Jacques De Decker nous a quittés le 12 avril dernier à l’âge de 74 ans. Connu dans le monde entier comme romancier et dramaturge, il était surtout un incroyable touche-à-tout, homme-orchestre de génie à qui tout réussissait. Ancien enseignant de l’École d’Interprètes de l’Université de Mons, il a traduit et adapté plusieurs dizaines de pièces de théâtre et d’œuvres littéraires. Amoureux de la Flandre, il a permis à nombre de francophones de découvrir au talent et à la modernité des auteurs du nord du pays.

Nous avons demandé à son amie de toujours, sa « petite sœur », Françoise Wuilmart, avec qui Jacques De Decker a fondé le Collège européen des traducteurs de Seneffe, une résidence d’accueil pour les traducteurs littéraires de nos auteurs belges, d’écrire un texte à sa mémoire.

Hommage à Jacques…

Évoquer la mémoire du « défunt » Jacques De Decker… lui rendre un hommage écrit, moi, son aînée de trois ans, je n’avais jamais évoqué ce cas de figure qui me glace !

Il serait triste, peut-être même blâmable de ma part, de dresser ici un bilan factuel de la vie de Jacques, jalonné des multiples fonctions qu’il a occupées.
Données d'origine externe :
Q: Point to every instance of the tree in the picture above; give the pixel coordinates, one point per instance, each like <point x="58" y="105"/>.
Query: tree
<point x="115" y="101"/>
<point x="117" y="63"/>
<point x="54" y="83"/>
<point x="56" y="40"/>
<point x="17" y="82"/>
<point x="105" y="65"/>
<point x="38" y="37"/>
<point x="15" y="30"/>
Un tel résumé peut se trouver partout.

Alors Jacques, comment veux-tu que je te présente, moi, ta grande amie : n’avons-nous pas en effet étudié de concert en Philosophie et Lettres, section germanique à l’ULB ? Dès le départ, toi tu t’es engagé dans ce qui te collerait à la peau toute ta vie : le théâtre. Car tu es avant tout un homme de théâtre et si l’on en cherchait la raison, je crois que je l’ai trouvée : amoureux du texte tu l’es certes, mais du texte qui se fait chair. Attentif au lecteur certes, mais du lecteur que tu sens réagir, que tu vois rire ou pleurer à bon ou à mauvais escient. À la Lettre morte, tu préférais l’Esprit frappeur, et c’est d’ailleurs de ce nom que tu baptisas le théâtre que tu as fondé avec Albert André Lheureux alors que tu étais encore étudiant. Tu fus avant tout l’homme de la Voix, d’une voix qui privilégie l’improvisation et rares sont les cas où tu préparais tes doctes interventions, quelques mots épars sur un feuillet, quelques grandes lignes et puis tout le reste était… spontanéité, source vive et intarissable, celle de ton érudition, ta parole c’était le vivant avant tout, et qui réclamait la réaction vivante.
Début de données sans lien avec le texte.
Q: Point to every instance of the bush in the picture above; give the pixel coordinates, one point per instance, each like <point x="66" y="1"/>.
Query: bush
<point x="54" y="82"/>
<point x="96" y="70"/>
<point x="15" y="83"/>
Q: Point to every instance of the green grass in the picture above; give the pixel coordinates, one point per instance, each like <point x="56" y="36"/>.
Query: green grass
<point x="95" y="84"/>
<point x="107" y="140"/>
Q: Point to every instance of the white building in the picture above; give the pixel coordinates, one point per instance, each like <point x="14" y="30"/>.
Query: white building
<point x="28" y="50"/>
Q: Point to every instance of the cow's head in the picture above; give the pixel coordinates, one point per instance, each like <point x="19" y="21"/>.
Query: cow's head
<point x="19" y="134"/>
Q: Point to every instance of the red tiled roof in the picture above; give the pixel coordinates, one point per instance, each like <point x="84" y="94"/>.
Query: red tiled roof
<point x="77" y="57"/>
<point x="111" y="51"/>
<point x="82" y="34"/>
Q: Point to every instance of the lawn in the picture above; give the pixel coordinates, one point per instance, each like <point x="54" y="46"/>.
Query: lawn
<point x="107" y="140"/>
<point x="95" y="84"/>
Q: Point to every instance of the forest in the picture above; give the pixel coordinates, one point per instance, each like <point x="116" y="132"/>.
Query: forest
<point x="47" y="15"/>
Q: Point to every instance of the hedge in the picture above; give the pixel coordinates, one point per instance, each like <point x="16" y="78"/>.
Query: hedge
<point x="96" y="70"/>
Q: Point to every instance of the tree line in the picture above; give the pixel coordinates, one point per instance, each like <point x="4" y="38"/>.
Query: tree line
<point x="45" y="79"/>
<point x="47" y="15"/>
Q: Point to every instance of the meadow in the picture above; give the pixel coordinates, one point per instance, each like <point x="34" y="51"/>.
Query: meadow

Ta mère était enseignante, ton père était peintre, « qui peignait comme il respirait ». Les auteurs belges défilaient chez toi pour être portraiturés par Luc De Decker. Dès ta jeunesse tu fus donc confronté à la littérature, plus particulièrement flamande. C’est au théâtre d’Hugo Claus que tu as d’ailleurs consacré ton mémoire. Puis tu adapteras bien des œuvres théâtrales, Shakespeare, Goethe, Strindberg ou Tchékhov. Tout récemment j’avais relu pour les Editions du Hazard ta traduction de la Cruche cassée de Kleist… Je fus époustouflée de voir le génie avec lequel tu te sortais avec brio des pires difficultés en « adaptant » à la langue d’arrivée, à la voix de la culture d’arrivée, des contenus étranges et étrangers : ton texte français vivait, tu étais un génial passeur.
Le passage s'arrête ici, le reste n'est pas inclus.